Ensaios

Crônicas de George

Poesia

sábado, 30 de novembro de 2013

Involução sem sentir

 Somos reféns dos próprios sentimentos desde os primórdios, perceptível até nos vestígios encontrados dos momentos em que a humanidade passou a interagir e viver numa coletividade. Relatos da convivência em que humanos estabelecem vínculos afetivos estão bem denotados nas pinturas pré-históricas, que mesmo sendo as mais simplórias gravuras e expressões artísticas, passam a sensação de como a humanidade enxergava e sentia as coisas naquele recorte histórico. Nestes rastros deixados na origem das ambientações humanas, vai percebendo-se a importância vital que temos por natureza instintiva, de fazer-se simpático e bem quisto pelo semelhante, fazendo que a afetividade e empatia tornar-se naquele instante a base da construção do convívio humano enquanto um grupo social coletivo.

 A passagem do estado natural de "bicho" selvagem para a primazia da condição de raciocínio e da formulação de pensamentos e ideias melhores refinadas foi ironicamente derivada por emoções ligadas à afetividade com o outro, embora o senso comum considere a questão do desenvolvimento intelectual humano ao oposto disto, e associamos as emoções a traçso animalescos de nosso ser. O estabelecimento destas premissas para a formação de relacionamentos humanos deriva então da noção de parceria, companheirismo e amizade. No momento da primeira ação humana envolvendo troca e ajuda mutua em alguma tarefa estabelecem-se laços de gratidão, respeito e cumplicidade e nos damos conta de todos os traços e características positivas destas vertentes, e o cotidiano em sua essência se torna muito mais suportável perante suas mazelas torturantes do tédio e incomodações pessoais.
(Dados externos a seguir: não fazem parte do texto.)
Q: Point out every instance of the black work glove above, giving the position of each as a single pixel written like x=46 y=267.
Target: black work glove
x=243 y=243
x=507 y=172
 A solidariedade e preocupação para com o outro é fator crucial no desenvolvimento dos alicerces da evolução do homem em relação a tudo aquilo respectivo ao seu universo interno e externo. Entretanto estas noções e raízes da gratidão e empatia reciproca e de se por no lugar do semelhante agora está escassa, tal como água no deserto. Tomado de assalto pelo um falso idealismo egoísta centrado no individualismo narcisista, a moderna humanidade caminha na direção contrária da origem do seu próprio desenvolvimento. Na autossuficiência e numa busca de ser imune e vacinado contra a "selvageria" de afetos, as sensações de sentir e envolver-se emocionalmente em qualquer ideia ou a mera possibilidade de sonhar é vista como tolice, ingenuidade e desperdício de tempo, um empecilho e perigosa distração no cronograma engessado do ciclo de nosso relógio.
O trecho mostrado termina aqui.